Isabel Richardson Molter (born about 1885, died after 1930) was an American soprano singer from Chicago, heard in oratorio, concert, and recital settings in the 1920s.

==Early life and education==
Richardson was born in Cincinnati and raised in the Chicago area, the daughter of George Parker Richardson and Isabel Lorena Adams Richardson. Her father was a businessman from New Hampshire. She lived in St. Joseph, Michigan, as a young woman. She trained as a singer with Franz Prochowsky in Germany.
==Career==
Molter was a dramatic soprano. She began her career in Chicago in the 1910s, and toured in the United States in the 1920s. She was associated with the David Bispham's Society of American Singers. The New York Times commented that her voice "when unforced, has good quality in its middle register, and her phrasing and enunciation of the texts of her songs revealed true musicianship." The Boston Globe found that Molter "showed keen dramatic instinct, and a high degree of musical intelligence."

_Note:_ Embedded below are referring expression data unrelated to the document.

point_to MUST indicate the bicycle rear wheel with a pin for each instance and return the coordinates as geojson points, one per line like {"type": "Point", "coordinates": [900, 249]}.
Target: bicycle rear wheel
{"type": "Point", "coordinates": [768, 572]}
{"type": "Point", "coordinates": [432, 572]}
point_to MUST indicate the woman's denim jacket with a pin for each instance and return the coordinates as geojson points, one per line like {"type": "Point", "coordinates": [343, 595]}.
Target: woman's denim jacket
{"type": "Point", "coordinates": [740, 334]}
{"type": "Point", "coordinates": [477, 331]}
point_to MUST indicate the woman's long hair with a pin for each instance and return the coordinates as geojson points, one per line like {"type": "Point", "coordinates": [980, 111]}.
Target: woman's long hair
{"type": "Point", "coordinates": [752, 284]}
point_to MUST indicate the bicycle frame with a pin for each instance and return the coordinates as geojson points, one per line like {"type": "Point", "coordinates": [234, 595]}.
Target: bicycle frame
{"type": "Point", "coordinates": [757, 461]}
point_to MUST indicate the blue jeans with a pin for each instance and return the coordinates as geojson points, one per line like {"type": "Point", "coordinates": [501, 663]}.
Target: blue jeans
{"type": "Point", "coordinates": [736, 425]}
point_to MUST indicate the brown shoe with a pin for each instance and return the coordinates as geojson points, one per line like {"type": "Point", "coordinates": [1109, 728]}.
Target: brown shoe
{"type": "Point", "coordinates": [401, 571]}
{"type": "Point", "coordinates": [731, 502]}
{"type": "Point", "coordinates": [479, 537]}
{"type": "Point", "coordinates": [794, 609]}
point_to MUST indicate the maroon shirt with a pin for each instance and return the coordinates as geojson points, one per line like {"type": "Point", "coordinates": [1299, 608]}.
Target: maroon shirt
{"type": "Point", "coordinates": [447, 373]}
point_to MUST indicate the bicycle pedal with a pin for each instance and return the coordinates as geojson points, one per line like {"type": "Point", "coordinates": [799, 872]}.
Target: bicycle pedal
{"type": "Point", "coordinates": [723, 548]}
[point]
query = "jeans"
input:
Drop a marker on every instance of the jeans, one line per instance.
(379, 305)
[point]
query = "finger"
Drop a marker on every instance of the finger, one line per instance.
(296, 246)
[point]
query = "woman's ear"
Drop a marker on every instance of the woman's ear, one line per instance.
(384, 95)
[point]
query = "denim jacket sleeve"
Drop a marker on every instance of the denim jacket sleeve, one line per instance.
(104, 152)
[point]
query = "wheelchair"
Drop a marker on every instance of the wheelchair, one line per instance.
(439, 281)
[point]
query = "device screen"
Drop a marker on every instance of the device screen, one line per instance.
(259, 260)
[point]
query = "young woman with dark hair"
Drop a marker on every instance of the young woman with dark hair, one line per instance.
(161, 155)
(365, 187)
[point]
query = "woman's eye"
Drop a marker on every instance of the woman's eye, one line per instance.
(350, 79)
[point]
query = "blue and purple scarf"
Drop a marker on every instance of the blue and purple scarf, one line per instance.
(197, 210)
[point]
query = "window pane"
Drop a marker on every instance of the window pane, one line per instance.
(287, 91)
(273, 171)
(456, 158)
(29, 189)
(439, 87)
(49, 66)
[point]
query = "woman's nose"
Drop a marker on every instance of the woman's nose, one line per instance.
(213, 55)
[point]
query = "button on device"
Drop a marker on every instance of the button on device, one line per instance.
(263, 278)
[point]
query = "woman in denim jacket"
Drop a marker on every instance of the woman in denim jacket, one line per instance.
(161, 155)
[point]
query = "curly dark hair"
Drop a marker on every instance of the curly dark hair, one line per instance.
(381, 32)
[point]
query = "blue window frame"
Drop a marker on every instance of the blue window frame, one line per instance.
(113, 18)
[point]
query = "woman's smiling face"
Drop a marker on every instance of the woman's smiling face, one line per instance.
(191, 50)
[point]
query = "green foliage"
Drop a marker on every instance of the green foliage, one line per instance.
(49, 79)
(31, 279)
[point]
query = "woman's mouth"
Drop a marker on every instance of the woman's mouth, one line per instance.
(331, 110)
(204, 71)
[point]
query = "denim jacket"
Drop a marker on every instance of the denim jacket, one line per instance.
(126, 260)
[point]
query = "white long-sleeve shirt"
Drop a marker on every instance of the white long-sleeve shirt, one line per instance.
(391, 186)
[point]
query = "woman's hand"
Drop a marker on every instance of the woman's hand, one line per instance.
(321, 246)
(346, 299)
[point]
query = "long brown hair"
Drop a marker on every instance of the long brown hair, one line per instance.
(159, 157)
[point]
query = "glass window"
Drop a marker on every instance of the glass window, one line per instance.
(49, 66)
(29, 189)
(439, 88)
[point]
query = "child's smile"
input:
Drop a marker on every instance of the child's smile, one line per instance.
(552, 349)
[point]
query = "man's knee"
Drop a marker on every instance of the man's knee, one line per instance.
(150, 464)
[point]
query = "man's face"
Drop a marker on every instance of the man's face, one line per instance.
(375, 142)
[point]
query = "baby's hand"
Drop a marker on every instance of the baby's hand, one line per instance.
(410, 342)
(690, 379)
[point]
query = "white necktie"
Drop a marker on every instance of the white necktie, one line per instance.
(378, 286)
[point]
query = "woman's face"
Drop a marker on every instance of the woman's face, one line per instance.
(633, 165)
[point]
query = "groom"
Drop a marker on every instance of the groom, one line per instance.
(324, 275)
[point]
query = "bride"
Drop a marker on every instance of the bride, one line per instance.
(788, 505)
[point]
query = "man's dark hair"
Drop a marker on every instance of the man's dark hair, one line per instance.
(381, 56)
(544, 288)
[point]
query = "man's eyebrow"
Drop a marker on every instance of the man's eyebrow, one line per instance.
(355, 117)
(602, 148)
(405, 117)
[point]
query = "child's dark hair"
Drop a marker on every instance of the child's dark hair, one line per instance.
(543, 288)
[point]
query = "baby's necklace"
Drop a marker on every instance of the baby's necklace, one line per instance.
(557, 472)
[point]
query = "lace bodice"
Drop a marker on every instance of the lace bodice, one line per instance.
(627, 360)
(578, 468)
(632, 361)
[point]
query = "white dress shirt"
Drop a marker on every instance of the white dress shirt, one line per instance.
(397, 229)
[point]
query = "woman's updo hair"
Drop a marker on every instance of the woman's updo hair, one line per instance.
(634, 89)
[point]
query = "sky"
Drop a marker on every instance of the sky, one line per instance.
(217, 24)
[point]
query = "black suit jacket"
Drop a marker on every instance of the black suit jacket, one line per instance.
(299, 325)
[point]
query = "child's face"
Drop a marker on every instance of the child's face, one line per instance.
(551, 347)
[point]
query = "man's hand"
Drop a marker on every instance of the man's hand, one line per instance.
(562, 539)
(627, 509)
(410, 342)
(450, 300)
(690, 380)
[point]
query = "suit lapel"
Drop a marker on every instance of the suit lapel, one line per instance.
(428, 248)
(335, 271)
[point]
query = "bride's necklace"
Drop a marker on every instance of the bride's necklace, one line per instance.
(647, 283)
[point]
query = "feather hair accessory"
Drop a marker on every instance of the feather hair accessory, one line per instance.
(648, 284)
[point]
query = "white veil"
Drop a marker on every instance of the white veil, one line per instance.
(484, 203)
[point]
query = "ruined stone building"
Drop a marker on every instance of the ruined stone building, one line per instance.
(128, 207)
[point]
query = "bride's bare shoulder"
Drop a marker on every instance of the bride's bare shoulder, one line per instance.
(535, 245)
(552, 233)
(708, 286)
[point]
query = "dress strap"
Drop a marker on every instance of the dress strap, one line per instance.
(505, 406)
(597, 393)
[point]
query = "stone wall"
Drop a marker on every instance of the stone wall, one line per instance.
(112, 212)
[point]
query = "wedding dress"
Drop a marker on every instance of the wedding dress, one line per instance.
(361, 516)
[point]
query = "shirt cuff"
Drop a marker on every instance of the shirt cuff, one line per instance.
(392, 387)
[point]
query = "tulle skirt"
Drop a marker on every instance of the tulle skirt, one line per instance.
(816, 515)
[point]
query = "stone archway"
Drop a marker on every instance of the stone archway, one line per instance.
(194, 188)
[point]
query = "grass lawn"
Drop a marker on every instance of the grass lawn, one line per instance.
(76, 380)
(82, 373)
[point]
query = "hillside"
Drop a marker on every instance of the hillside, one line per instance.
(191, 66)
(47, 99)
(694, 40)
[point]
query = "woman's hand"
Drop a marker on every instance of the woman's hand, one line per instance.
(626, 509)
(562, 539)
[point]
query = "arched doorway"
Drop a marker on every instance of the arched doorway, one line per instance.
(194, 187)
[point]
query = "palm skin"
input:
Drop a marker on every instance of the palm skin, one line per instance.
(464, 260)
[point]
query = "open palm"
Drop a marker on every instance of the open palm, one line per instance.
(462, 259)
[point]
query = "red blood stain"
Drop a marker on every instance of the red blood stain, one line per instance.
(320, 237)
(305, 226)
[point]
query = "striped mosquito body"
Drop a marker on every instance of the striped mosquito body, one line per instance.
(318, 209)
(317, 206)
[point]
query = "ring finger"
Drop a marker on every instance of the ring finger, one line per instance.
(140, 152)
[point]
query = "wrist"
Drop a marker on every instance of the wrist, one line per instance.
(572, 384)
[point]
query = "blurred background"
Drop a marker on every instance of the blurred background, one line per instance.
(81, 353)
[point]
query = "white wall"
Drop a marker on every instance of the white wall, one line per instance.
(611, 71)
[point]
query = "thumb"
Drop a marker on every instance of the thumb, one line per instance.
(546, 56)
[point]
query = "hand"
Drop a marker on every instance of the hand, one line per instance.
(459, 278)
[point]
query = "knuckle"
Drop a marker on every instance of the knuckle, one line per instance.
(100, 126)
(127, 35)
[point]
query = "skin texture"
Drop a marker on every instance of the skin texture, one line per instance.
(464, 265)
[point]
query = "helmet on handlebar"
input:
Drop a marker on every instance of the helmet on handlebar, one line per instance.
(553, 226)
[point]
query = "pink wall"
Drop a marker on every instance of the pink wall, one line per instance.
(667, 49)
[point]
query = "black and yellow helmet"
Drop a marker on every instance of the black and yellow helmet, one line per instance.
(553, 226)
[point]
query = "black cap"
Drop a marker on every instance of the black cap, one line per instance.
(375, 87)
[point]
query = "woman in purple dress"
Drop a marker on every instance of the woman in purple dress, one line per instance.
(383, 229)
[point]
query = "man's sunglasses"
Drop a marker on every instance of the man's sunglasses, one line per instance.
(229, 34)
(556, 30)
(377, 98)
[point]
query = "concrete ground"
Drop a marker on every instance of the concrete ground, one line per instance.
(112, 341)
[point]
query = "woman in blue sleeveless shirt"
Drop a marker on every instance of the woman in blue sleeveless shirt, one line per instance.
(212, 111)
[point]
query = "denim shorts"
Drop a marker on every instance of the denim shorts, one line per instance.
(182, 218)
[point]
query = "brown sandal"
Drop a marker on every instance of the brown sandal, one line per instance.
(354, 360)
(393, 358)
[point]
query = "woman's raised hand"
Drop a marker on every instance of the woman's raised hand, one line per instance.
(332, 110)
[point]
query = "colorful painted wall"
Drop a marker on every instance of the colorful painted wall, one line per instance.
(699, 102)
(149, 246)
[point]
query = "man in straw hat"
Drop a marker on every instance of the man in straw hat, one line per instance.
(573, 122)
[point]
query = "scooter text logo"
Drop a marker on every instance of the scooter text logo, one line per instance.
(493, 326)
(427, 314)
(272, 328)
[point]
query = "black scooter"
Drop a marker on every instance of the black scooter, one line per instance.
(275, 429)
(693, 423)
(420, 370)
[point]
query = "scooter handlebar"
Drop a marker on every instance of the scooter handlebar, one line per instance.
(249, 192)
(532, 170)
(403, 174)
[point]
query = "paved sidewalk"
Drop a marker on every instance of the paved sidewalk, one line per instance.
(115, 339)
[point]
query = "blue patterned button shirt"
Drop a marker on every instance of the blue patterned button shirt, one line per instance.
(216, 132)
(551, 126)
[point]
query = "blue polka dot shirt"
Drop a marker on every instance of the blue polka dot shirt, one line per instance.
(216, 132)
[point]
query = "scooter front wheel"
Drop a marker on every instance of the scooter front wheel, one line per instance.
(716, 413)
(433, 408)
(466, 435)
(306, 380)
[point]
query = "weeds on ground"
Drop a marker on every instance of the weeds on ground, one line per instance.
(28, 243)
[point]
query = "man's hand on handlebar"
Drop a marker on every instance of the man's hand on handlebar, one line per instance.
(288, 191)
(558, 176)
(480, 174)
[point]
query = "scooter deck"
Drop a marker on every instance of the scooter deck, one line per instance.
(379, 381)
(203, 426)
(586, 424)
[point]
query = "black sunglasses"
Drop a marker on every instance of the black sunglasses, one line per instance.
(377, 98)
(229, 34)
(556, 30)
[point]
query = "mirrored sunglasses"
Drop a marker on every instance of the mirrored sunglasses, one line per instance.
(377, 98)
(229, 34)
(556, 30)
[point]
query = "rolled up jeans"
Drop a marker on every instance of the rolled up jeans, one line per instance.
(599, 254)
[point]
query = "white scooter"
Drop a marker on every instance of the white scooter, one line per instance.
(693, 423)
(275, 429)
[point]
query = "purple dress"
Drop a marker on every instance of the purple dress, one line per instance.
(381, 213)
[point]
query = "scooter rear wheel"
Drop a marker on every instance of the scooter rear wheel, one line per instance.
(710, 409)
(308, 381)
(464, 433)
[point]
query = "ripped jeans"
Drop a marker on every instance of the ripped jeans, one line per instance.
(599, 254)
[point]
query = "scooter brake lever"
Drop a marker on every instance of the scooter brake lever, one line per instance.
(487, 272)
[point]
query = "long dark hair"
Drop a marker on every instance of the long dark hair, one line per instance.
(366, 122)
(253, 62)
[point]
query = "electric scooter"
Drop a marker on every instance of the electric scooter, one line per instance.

Molter sang with the Minneapolis Symphony Orchestra in 1925, and gave concerts at a church in Kenosha in 1925 and 1926. She sang on a radio concert in 1927. In New York, she sang at Aeolian Hall in 1926, and at Town Hall in 1927, and sang on programs organized by the Washington Heights Musical Club,

In 1928, Molter toured in the American South, and sang in at the Texas Music Teachers' Association conference in Waco, and at concerts in Fort Worth and Dallas. In 1929 she performed in Maine and Massachusetts, and was a last-minute substitute in a performance of Handel's Judas Maccabeus in Chicago. In 1931, she sang in Chicago at a concert-format demonstration of Manabozo, an opera by Francis Neilson and William Lester, based on Ojibwe legends.

==Personal life==
Richardson married pianist and educator Harold Molter in 1921. They had a son.